I take family favourites and just make them healthier
NUTRITIONIST Mandy Sacher is no stranger to fussy children and mealtime chaos. But it’s not her two children who give her the biggest challenge. The Sydney author of Wholesome Child (pictured left) has helped thousands of Australian families tackle the tricky topic of family mealtimes. She says fussy eaters, time stress at mealtimes and lunch-box solutions are her most referred problems.
“Meals happen three times a day, so they have a big and constant impact,” she says. “What I hear most often is that parents have no time, there is a prevalence of junk food on the menu and a high degree of food refusal. Lack of dinnertime inspiration is another big one. One of the main things I help parents with is how to expand a child’s food options and my approach is to stretch them little by little.

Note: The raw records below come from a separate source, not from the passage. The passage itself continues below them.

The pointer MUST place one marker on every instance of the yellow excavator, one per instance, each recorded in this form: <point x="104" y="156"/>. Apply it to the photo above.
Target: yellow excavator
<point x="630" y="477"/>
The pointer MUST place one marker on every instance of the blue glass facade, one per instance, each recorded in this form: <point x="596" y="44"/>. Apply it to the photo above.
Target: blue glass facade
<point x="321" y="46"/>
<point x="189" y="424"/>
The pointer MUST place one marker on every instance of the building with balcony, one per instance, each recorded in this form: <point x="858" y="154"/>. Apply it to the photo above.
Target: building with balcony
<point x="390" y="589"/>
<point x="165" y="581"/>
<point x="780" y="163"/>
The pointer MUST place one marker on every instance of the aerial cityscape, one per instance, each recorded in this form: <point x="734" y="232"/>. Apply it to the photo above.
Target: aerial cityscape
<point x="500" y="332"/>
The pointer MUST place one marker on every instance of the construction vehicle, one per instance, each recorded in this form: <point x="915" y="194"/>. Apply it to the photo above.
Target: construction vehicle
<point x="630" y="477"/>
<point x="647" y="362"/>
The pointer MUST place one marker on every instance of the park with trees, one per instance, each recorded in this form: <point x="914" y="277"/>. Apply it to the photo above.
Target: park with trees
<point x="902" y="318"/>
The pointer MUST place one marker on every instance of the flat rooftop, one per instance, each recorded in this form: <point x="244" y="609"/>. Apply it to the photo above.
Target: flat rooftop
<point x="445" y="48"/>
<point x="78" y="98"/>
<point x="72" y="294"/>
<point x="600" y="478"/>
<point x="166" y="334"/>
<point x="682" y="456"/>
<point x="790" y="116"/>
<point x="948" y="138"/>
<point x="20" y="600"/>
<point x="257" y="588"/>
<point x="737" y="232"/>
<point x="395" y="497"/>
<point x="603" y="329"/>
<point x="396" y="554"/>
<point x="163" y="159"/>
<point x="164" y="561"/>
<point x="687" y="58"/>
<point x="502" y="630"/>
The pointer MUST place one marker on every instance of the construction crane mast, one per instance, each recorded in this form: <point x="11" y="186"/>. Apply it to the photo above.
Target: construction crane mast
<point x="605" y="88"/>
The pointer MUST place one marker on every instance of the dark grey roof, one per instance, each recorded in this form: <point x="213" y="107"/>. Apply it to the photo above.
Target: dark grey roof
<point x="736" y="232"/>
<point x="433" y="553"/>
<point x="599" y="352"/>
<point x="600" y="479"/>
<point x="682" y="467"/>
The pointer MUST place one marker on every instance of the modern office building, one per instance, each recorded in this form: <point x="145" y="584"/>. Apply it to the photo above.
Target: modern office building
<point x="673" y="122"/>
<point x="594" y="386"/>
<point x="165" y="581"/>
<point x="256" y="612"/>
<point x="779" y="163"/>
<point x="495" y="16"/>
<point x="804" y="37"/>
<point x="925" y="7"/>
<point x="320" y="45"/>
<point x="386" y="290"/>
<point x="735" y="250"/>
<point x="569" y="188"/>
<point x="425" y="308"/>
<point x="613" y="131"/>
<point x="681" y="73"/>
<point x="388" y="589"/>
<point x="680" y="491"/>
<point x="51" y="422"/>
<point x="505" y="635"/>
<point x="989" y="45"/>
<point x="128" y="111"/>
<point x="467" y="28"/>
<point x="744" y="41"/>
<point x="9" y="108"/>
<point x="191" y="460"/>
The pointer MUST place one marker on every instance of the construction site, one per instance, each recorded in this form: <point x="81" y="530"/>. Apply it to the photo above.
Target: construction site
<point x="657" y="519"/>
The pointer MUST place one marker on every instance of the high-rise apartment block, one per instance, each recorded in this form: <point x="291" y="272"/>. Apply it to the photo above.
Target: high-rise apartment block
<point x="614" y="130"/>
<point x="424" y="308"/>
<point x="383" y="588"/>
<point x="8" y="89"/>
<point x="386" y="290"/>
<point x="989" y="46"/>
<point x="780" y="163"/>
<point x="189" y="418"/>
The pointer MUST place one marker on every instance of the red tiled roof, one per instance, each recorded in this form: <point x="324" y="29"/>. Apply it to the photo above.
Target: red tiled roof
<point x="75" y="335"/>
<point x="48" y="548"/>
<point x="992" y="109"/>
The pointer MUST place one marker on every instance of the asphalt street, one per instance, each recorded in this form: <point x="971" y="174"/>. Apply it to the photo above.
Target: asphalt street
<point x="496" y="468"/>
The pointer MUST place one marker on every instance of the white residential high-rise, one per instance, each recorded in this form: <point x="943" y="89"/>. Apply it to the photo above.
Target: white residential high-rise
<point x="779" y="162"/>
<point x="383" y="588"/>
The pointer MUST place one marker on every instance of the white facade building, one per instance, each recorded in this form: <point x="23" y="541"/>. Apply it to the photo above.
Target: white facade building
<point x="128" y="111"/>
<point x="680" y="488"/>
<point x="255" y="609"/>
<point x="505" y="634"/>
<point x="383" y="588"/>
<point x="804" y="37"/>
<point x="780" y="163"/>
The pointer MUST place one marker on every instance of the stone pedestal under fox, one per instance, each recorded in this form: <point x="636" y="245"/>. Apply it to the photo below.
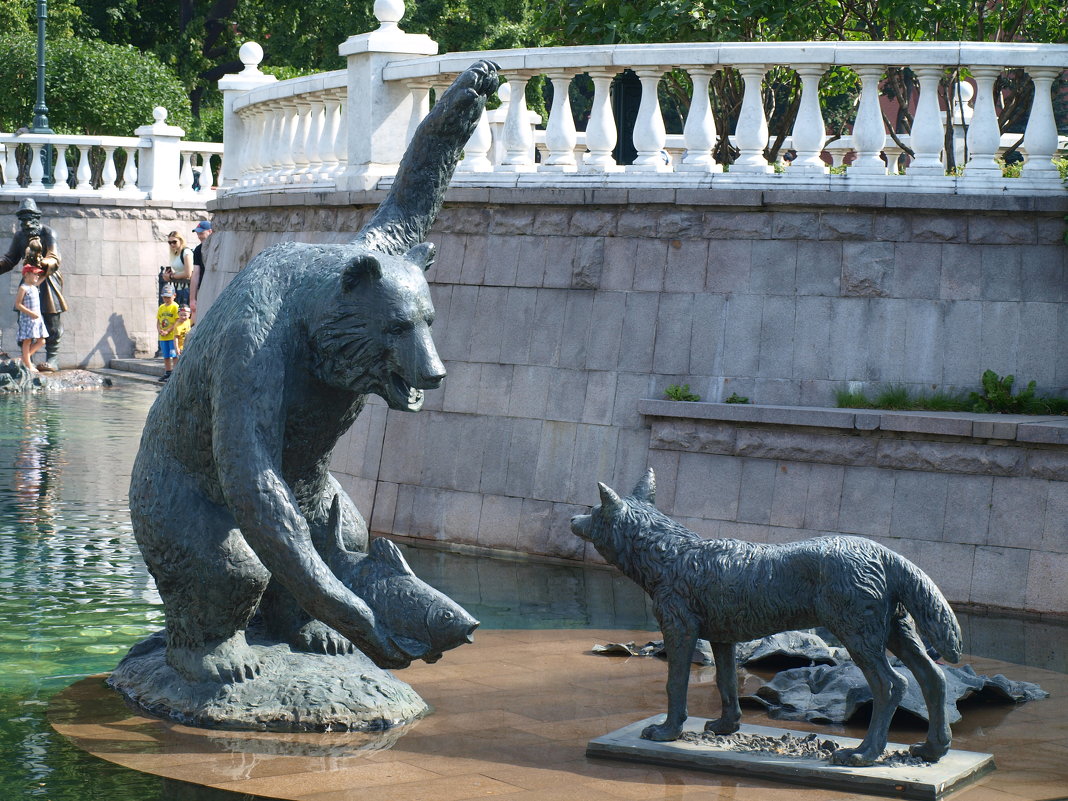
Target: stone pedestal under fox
<point x="727" y="591"/>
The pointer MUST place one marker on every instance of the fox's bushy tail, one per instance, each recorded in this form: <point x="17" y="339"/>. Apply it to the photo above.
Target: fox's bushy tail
<point x="928" y="608"/>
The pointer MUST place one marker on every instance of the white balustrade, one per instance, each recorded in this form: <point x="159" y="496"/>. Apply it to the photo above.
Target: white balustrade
<point x="307" y="120"/>
<point x="810" y="131"/>
<point x="751" y="135"/>
<point x="649" y="135"/>
<point x="700" y="129"/>
<point x="984" y="137"/>
<point x="1040" y="136"/>
<point x="561" y="137"/>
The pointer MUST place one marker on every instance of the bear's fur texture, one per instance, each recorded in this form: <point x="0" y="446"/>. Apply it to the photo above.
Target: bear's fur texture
<point x="728" y="591"/>
<point x="231" y="493"/>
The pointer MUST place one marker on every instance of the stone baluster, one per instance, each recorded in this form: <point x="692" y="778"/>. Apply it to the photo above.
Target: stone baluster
<point x="254" y="127"/>
<point x="186" y="173"/>
<point x="984" y="134"/>
<point x="600" y="129"/>
<point x="476" y="150"/>
<point x="342" y="147"/>
<point x="649" y="135"/>
<point x="84" y="172"/>
<point x="751" y="135"/>
<point x="36" y="169"/>
<point x="328" y="137"/>
<point x="312" y="144"/>
<point x="60" y="170"/>
<point x="129" y="170"/>
<point x="11" y="166"/>
<point x="207" y="177"/>
<point x="1040" y="136"/>
<point x="700" y="129"/>
<point x="302" y="123"/>
<point x="928" y="131"/>
<point x="810" y="131"/>
<point x="518" y="138"/>
<point x="287" y="127"/>
<point x="109" y="175"/>
<point x="869" y="131"/>
<point x="267" y="144"/>
<point x="560" y="134"/>
<point x="420" y="106"/>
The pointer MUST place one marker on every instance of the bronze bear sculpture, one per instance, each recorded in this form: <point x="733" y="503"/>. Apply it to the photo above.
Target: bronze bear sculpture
<point x="231" y="495"/>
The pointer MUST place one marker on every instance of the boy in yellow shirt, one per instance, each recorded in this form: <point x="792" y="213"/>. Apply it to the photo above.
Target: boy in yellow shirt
<point x="167" y="320"/>
<point x="183" y="328"/>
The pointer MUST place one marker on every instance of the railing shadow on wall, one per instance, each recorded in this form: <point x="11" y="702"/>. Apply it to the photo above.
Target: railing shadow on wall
<point x="156" y="163"/>
<point x="299" y="135"/>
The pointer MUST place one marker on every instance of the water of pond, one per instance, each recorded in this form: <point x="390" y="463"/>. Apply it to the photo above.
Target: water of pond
<point x="76" y="594"/>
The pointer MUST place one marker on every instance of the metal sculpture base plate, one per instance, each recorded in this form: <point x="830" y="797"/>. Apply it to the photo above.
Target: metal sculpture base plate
<point x="295" y="692"/>
<point x="927" y="782"/>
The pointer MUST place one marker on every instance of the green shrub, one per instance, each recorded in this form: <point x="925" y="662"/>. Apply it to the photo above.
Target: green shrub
<point x="90" y="87"/>
<point x="676" y="392"/>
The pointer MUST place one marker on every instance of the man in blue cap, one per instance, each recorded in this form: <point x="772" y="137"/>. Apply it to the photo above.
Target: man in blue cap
<point x="203" y="231"/>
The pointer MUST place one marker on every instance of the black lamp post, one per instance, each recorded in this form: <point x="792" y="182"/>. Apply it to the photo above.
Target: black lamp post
<point x="41" y="110"/>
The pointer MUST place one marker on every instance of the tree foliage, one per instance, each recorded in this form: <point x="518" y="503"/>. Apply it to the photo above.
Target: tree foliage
<point x="91" y="87"/>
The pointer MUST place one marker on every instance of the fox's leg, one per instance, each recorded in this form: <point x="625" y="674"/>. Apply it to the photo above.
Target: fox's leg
<point x="905" y="642"/>
<point x="888" y="688"/>
<point x="726" y="680"/>
<point x="678" y="644"/>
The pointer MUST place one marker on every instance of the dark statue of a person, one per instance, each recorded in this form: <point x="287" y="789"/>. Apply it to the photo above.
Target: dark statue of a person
<point x="52" y="302"/>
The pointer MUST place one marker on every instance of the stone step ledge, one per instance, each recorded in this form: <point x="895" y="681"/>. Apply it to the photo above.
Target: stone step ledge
<point x="1045" y="429"/>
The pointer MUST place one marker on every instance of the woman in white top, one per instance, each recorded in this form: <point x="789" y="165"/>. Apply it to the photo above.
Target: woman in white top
<point x="181" y="270"/>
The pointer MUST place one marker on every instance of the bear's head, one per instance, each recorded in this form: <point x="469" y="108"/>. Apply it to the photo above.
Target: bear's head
<point x="374" y="336"/>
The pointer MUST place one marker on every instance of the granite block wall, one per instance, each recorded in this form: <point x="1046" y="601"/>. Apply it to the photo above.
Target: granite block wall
<point x="559" y="311"/>
<point x="111" y="252"/>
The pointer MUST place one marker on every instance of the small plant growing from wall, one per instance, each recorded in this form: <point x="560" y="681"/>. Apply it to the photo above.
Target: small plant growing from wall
<point x="676" y="392"/>
<point x="996" y="395"/>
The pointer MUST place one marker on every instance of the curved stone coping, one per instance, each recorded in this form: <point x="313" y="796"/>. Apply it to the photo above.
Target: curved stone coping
<point x="1052" y="429"/>
<point x="533" y="190"/>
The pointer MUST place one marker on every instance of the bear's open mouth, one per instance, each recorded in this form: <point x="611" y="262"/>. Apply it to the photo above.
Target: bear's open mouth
<point x="403" y="395"/>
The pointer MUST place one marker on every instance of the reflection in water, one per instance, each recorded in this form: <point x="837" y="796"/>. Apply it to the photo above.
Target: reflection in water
<point x="75" y="593"/>
<point x="36" y="469"/>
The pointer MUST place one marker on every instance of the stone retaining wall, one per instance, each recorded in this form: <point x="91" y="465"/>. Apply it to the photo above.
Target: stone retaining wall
<point x="560" y="310"/>
<point x="979" y="501"/>
<point x="111" y="251"/>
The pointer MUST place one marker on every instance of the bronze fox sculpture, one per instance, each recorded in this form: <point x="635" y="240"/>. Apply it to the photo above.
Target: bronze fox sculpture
<point x="728" y="591"/>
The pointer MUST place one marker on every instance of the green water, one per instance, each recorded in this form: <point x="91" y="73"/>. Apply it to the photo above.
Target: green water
<point x="75" y="594"/>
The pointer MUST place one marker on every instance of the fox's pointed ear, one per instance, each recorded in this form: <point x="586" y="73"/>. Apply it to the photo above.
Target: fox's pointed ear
<point x="334" y="523"/>
<point x="646" y="488"/>
<point x="611" y="503"/>
<point x="422" y="255"/>
<point x="362" y="267"/>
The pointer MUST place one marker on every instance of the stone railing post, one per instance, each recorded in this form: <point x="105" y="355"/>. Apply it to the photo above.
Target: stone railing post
<point x="984" y="136"/>
<point x="649" y="135"/>
<point x="1040" y="136"/>
<point x="235" y="130"/>
<point x="928" y="132"/>
<point x="810" y="130"/>
<point x="751" y="135"/>
<point x="377" y="131"/>
<point x="869" y="131"/>
<point x="700" y="129"/>
<point x="160" y="158"/>
<point x="600" y="128"/>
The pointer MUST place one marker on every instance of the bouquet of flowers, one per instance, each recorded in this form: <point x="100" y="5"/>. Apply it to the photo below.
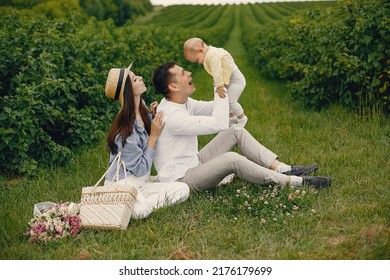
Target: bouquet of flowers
<point x="58" y="221"/>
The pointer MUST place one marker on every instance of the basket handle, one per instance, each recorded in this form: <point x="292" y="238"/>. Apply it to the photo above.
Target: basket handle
<point x="117" y="158"/>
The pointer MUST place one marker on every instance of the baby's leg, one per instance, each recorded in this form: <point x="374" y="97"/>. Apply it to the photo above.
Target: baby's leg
<point x="234" y="89"/>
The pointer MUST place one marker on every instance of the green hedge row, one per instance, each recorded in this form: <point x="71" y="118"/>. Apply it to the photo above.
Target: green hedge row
<point x="120" y="11"/>
<point x="53" y="74"/>
<point x="335" y="55"/>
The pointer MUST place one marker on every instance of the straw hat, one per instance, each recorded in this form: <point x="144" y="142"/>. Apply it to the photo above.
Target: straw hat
<point x="115" y="83"/>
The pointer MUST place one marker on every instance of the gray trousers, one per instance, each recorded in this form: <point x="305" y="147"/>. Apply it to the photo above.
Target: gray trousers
<point x="217" y="161"/>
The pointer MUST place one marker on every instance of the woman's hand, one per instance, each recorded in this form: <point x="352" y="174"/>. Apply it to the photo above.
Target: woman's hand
<point x="156" y="129"/>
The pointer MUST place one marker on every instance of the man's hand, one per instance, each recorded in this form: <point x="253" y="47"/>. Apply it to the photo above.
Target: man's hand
<point x="153" y="108"/>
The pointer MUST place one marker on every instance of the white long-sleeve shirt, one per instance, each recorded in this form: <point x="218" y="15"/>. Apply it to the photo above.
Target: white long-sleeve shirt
<point x="177" y="146"/>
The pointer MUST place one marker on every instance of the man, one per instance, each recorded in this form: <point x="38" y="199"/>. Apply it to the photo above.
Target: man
<point x="177" y="156"/>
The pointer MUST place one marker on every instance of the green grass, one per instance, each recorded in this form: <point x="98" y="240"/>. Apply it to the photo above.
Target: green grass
<point x="351" y="219"/>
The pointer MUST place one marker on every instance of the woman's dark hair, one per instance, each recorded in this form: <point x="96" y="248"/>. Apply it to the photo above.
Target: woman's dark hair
<point x="161" y="78"/>
<point x="124" y="120"/>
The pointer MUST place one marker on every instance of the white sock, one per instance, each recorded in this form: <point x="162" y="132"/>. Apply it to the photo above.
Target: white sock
<point x="296" y="181"/>
<point x="242" y="122"/>
<point x="283" y="168"/>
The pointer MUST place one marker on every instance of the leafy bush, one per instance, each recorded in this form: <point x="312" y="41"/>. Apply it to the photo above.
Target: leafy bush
<point x="335" y="55"/>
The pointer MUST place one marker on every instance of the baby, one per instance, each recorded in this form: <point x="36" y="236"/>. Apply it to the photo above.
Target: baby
<point x="220" y="65"/>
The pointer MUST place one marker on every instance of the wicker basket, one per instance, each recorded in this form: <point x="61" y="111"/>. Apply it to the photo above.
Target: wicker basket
<point x="107" y="207"/>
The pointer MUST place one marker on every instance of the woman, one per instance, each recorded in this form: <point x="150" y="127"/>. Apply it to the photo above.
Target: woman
<point x="134" y="134"/>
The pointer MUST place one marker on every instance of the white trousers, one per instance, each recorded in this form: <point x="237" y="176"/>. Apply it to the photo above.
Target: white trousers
<point x="153" y="194"/>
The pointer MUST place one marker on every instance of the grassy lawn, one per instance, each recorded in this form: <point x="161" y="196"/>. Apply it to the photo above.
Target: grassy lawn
<point x="351" y="220"/>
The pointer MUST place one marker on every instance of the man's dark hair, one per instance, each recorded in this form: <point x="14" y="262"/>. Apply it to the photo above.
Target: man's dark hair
<point x="161" y="78"/>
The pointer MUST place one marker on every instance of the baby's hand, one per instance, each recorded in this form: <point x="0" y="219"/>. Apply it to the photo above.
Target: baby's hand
<point x="221" y="92"/>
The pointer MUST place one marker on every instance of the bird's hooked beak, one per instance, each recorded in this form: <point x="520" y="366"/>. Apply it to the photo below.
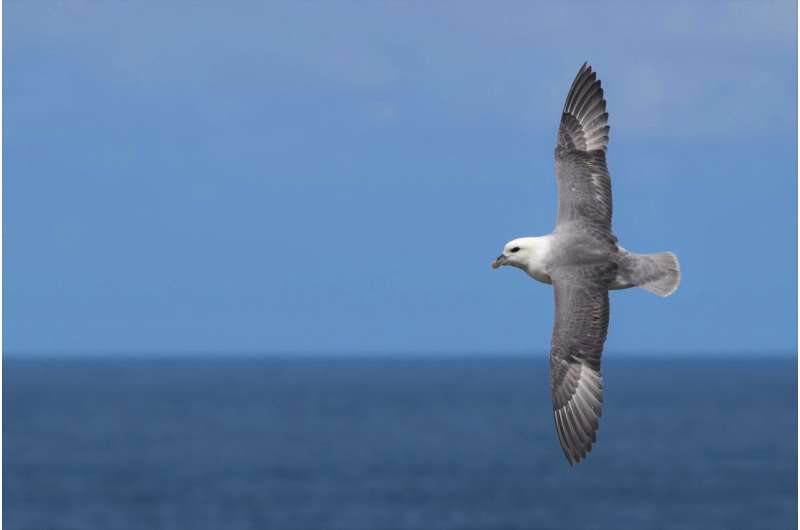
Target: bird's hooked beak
<point x="500" y="261"/>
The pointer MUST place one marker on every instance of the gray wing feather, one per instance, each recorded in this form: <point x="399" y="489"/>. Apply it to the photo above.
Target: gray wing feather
<point x="584" y="184"/>
<point x="579" y="332"/>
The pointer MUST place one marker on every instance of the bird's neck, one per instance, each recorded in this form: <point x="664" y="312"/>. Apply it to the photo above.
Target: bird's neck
<point x="536" y="264"/>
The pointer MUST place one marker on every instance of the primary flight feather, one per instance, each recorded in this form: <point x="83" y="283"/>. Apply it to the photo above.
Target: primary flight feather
<point x="582" y="259"/>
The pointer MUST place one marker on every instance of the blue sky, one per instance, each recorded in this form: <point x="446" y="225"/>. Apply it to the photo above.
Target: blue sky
<point x="295" y="177"/>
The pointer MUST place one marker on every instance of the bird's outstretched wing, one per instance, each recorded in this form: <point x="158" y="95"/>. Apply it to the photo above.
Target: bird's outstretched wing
<point x="579" y="331"/>
<point x="584" y="185"/>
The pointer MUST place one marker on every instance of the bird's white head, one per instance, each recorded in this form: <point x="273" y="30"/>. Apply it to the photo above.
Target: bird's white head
<point x="528" y="254"/>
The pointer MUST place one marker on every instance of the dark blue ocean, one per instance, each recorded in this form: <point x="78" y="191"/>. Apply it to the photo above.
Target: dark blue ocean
<point x="306" y="444"/>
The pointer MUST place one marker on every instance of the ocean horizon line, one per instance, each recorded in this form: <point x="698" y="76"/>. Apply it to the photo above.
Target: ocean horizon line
<point x="435" y="354"/>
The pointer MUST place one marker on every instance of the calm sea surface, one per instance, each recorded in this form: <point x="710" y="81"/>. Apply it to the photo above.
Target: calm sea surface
<point x="310" y="444"/>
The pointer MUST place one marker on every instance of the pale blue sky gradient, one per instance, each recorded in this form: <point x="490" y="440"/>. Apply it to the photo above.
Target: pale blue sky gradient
<point x="334" y="178"/>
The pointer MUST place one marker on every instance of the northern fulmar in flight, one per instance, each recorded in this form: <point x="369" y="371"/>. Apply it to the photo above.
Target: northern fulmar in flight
<point x="582" y="259"/>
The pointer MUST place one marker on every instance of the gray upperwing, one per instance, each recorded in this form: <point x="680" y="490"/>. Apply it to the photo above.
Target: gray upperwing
<point x="579" y="332"/>
<point x="584" y="185"/>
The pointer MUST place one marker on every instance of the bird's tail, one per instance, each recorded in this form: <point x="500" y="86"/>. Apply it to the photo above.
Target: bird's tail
<point x="659" y="273"/>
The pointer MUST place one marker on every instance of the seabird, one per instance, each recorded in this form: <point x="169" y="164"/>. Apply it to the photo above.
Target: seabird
<point x="583" y="260"/>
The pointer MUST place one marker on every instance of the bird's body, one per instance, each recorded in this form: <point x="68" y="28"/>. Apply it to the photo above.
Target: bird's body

“If you try to overhaul a family’s diet in one swift move, it becomes overwhelming for the family and too difficult to implement.”
Sacher’s one-on-one approach starts with a family providing a three-day food diary which allows her to see where the deficiencies lie and to create changes that won’t be too drastic.
“I take family favourites and just make them healthier, like fish fingers made with salmon, or chicken nuggets with the addition of cauliflower. I once had an extreme case of an eight- month-old child who was only eating red velvet mud cake. I got the parents to try my black bean brownie recipe and the mother later told me I’d saved her life,” she says.
Sacher says there are also many ways to make a main meal into a lunch box favourite — leftover mac’n’cheese into cupcake holders for the next day; roast beef sliced thin for sandwiches and wraps; leftover steamed vegies mixed with pasta and cheese or rice for fried rice.
“Try wherever possible to make a multi-tasking meal and cook double batches to freeze leftovers, it doesn’t take much longer than cooking a single batch,” she says.